Paris je t’aime

というわけで、あまりにやんごとないパーティーの前なので、少しまともなことをしておかないと、自分の中の倫理的バランスがとれそうもないので、綺麗なお姉さんと『Paris je t'aime』を見てきました。

リンクの公式HPを御覧になっていただければ分かるとおり、18人の映画監督がパリを舞台にした5分間のストーリーを撮ったものを集めたアンソロジーです。

監督も役者も世界中からで、フランス人はもちろん、『ラン・ローラ・ラン』のトム・ティクヴァ、『死ぬまでにしたい10のこと』のイサベル・コイシェ、コーエン兄弟などなど色々な人が見られます。

イライジャ・ウッドが出てるやつを除いては、本当に面白いものばかりです。

「5分って、わりとなげー」と思います。

『硫黄島』みたいなものを映画だと思っている人に見せてあげると良いと思います。

もちろん見ていないのでどんな映画なのかは分かりませんが、まあ、12歳以上ならば想像はつきます。

この映画の中では、スティーブ・ブシェミも、ウィリアム・デフォーも、ニック・ノルティも、本当に良い役者に見えます。

彼らがハリウッド映画だけではもったいないことを実感します。

そして、このアンソロジーは、その舞台がロンドンでもリャドでも東京でも北京でもなく、どうしてもパリじゃなくちゃだめな必然性を了解した時に、物凄く深く惨めな事実に気づかせてくれます。

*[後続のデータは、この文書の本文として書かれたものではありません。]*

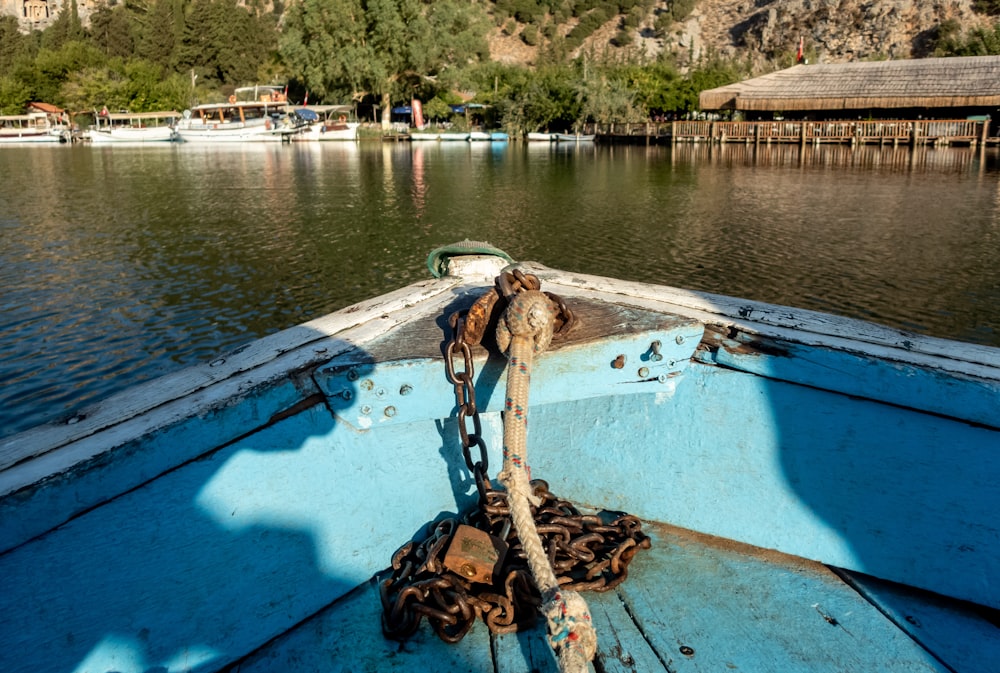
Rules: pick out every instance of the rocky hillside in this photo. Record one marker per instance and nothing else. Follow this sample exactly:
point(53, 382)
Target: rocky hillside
point(767, 32)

それが特に、最後の「14区」というお話にあらわれています。

この話には羽交い絞めにされてしまいました。

デンヴァーで郵便配達するキャロルの、パリでの“特別な1日”の物語。

ひとりで憧れのパリへやって来た彼女は、ひとりで街を眺め、ひとりで食事をする。

自分は自立した大人の女だし、1人旅は自由だが、「きれいね」と言いたくても誰もそばにいないのは、なんだか味気ない。

そしてある日、キャロルは14区で小さいけれど美しい公園を見つける。

その公園のベンチでサンドイッチを食べていたとき、“あること”が起きる。

ばらしてもまったく興ざめを起こさない素晴らしいストーリーなのでネタをばらします。

もちろん嫌な人は飛ばしてください。

彼女に起きる「あること」というのは、彼女自身の言葉によれば、言表不可能な体験です。

でも、それは単純で、「自分はいまパリにたった一人でいるのだ。そして私はパリを愛していて、パリは私を愛している」というシンプルな事実にどこまでも深く覚醒する体験です。

ただ、それだけです。

でも、マーゴ・マーティンデイルのどこまでもおばさんな容姿とか、しょうもないフランス語とか、そういうものが合わさると、この覚醒物語はとんでもない迫力を持ちはじめます。

もちろん村上龍的に「おばさんはあらゆる機会から疎外されている」みたいな教訓として読み替えることも可能でしょう。

が、それはあまりに退屈です。

「14区」を見るだけでも価値があります。

5分間太ったおばさんのモノローグをみただけなのに、落涙しそうになりました。

是非、見てください。見ないと本当に本当に後悔しちゃいますよ。本当に見てくださいませ。